NACE staining was performed on the lung tissue sections on the 3 groups of animals mentioned above to determine neutrophil infiltration in the lung tissue after ALI. Fig 1F shows a representative image of NACE staining performed on lung tissue sections from the three groups of animals with 3 animals per group. NACE staining demonstrated massive neutrophil infiltration into lung tissue after ALI compared to control. Interestingly, as opposed to unaltered neutrophil migration in BALF, baclofen administration after IC deposition markedly inhibited neutrophil infiltration in the lung tissue possibly due to decreased neutrophil trafficking in the lung tissue, decreased neutrophil chemotactic activity in the lung tissue or due to increased rate of neutrophil apoptosis in the lung tissue as seen in Fig 1C. The precise mechanisms underlying decreased neutrophil infiltration in the lung tissue after baclofen administration remains to be determined.

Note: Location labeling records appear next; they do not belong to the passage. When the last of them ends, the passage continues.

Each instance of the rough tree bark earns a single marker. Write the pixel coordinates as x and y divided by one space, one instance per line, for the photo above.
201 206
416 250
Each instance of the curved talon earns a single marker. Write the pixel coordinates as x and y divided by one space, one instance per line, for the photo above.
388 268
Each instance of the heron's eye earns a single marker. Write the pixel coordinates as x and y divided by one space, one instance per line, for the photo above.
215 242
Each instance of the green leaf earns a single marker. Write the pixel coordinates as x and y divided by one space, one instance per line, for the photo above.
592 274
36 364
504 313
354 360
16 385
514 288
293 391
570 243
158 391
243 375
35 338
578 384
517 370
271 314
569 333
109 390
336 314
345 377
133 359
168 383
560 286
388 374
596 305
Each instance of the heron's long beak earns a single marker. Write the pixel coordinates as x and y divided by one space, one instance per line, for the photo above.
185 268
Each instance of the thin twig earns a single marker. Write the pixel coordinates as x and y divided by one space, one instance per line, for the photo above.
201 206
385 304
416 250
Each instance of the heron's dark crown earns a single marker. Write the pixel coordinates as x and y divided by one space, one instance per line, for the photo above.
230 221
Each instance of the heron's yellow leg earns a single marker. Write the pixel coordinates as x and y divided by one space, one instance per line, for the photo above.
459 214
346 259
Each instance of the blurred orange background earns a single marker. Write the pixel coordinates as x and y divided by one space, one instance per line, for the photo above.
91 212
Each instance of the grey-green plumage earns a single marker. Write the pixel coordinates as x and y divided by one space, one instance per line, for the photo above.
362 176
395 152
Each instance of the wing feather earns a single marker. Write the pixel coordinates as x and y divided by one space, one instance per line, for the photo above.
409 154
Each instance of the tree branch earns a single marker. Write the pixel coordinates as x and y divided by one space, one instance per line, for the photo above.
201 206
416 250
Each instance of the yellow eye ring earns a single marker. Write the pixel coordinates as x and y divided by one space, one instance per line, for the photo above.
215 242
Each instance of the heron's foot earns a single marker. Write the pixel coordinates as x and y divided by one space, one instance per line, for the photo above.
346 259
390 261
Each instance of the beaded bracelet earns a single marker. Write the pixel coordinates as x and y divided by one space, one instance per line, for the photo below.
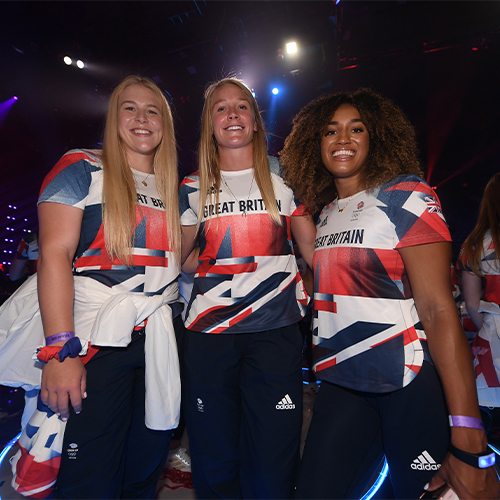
478 460
58 337
71 348
468 422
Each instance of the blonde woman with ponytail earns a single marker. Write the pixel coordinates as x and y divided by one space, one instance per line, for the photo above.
108 267
242 390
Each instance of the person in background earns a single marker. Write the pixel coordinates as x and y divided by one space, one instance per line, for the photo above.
242 385
389 348
479 264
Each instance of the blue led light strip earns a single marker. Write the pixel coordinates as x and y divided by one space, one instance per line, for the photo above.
378 483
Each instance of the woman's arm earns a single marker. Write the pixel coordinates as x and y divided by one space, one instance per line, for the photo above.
60 227
472 288
304 233
428 268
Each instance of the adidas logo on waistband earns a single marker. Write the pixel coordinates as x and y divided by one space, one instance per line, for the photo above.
286 404
425 462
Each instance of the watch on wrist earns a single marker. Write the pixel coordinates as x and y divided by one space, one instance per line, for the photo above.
479 460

Baclofen inhibits pulmonary TNF-α expression in lung injured animals

While we have not identified the cellular target of baclofen, we examined changes in pro-inflammatory mediator TNF-α in the control lung tissue and in the injured lung tissue before and after baclofen treatment. Fig 2A and 2B demonstrates that compared to the control lung tissue, TNF-α expression was markedly increased in the lung tissue after ALI and this was significantly blocked by baclofen administration suggesting a global baclofen effect on the injured lung tissue and confirming the therapeutic potential of baclofen in ALI. Four animals were used in each of the three groups tested.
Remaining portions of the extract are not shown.